Today is the day that I present the results of my goals for the week and whether I was successful or failed miserably…so let’s recap my goals and see how I did (results in RED):
1. Eat no more than 1700 calories in a day: My calorie totals for the week were as follows: Mon-979, Tues-1360, Wed-1555, Thurs-1930, Fri-1448, Sat-1266(But that doesn’t count my kiddie portion of spaghetti and 6 Jell-O shots I took after my school beat our rival!! They weren’t strong bc anyone who knows m knows I am not a drinker! But, I don’t know what my calorie intake as including this!) Sun-1564
So….all in all I succeeded but, Thursday and possibly Saturday were not good days!!!
2. Do some kind of exercise EVERY SINGLE DAY: SUCCEEDED!!!!! I walked outside two days…went to the gym two days…and did my Biggest Loser dvd three days!!! Checkmark for me!!!
3. Write down every single thing I eat in my food journal: SUCCEEDED!!! I wrote down every single thing I ate from a tablespoon to a cup!!!
4. Bring a lunch and a snack to campus so; I don’t starve myself for the week: This one is a toss up…I forgot my lunch, in the car that my boyfriend took back home, on Wednesday and I was pretty hungry on campus but…I had my Special K bars so I ate that and a granola bar and that helped a lot. The other days I either didn’t have class or I had a late class so, no lunch was needed. But, a healthy snack was in my purse each day!!!
5. Weigh myself on Saturday: SUCCEEDED…I weighed in at 239…down 2 lbs…a bummer but, two is better than zero or a gain!!!
6. Use every opportunity to be more active whether it means get up and wash the dishes or clean up the house: SUCCEEDED…I made an effort to more active in my day to day life….washed the dishes everyday and made sure I just moved so, I was not just sitting in the bed watching TV!
My goals for this week are:
Ø Eat no more than 1600 calories in a day!
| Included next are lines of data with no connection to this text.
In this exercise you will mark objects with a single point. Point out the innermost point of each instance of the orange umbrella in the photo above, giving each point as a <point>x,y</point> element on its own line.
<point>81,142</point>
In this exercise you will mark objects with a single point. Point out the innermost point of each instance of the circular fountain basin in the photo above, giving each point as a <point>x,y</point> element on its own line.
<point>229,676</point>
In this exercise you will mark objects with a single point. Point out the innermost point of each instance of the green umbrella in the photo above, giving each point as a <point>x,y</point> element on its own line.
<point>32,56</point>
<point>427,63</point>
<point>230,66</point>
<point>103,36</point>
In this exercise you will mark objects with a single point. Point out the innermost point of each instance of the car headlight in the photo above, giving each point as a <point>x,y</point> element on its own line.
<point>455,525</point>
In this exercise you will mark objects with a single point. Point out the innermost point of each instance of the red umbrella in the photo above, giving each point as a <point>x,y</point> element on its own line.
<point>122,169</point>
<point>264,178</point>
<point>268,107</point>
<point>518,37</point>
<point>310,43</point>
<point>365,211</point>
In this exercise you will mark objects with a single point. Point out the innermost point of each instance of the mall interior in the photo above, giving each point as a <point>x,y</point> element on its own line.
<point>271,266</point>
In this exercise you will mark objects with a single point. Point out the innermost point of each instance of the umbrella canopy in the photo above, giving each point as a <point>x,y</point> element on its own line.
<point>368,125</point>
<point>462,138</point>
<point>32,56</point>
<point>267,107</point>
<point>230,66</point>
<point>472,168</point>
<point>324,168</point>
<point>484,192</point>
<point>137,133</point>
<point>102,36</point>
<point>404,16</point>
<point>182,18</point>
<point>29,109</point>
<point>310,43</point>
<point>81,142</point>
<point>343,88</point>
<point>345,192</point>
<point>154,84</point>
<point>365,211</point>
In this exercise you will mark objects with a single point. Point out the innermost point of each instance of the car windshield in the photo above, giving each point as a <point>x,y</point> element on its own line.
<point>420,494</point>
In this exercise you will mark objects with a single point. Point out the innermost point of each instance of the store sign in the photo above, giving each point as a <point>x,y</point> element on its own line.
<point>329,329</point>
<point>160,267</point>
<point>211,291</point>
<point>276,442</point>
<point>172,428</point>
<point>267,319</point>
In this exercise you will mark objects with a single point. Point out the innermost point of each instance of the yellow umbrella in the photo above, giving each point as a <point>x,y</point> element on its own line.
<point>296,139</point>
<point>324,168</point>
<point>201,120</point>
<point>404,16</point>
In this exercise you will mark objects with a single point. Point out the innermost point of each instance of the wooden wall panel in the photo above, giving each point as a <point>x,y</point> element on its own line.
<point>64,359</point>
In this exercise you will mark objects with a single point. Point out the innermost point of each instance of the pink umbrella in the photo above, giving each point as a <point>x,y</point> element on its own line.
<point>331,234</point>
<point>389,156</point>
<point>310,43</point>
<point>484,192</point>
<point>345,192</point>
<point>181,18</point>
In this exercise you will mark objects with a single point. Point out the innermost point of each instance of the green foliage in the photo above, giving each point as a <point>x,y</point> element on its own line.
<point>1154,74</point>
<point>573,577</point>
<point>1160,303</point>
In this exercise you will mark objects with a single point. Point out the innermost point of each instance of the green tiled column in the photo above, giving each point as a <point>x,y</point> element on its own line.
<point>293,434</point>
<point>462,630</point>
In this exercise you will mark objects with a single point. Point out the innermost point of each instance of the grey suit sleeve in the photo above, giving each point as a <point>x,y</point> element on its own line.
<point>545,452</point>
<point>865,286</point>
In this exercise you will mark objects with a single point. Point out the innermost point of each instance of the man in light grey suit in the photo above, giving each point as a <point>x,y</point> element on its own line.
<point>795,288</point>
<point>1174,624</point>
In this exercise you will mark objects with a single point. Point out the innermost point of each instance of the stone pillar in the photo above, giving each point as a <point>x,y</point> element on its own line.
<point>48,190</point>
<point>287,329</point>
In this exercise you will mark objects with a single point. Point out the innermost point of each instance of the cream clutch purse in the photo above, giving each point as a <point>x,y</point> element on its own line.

Down 100 from last week because it wasn’t that hard for me to maintain that goal!!
Ø Exercise every single day!!! Exercise twice a day at least two days out of the week!!!
Ø Write down how many bottles of water I drink along with the food in my journal!!
Ø Bring my lunch and snacks to campus; be active as much as possible and weigh in on Saturdays!
Last week was pretty good but, this week I want to push harder, choose my calories smarter and get more sleep!!! Thanks for all your support. I’m starting a new challenge…more details coming soon, along with a link!
110 DAYS TO GO!!!!!!!!!!!!!!!!!!!!!!!!!!!!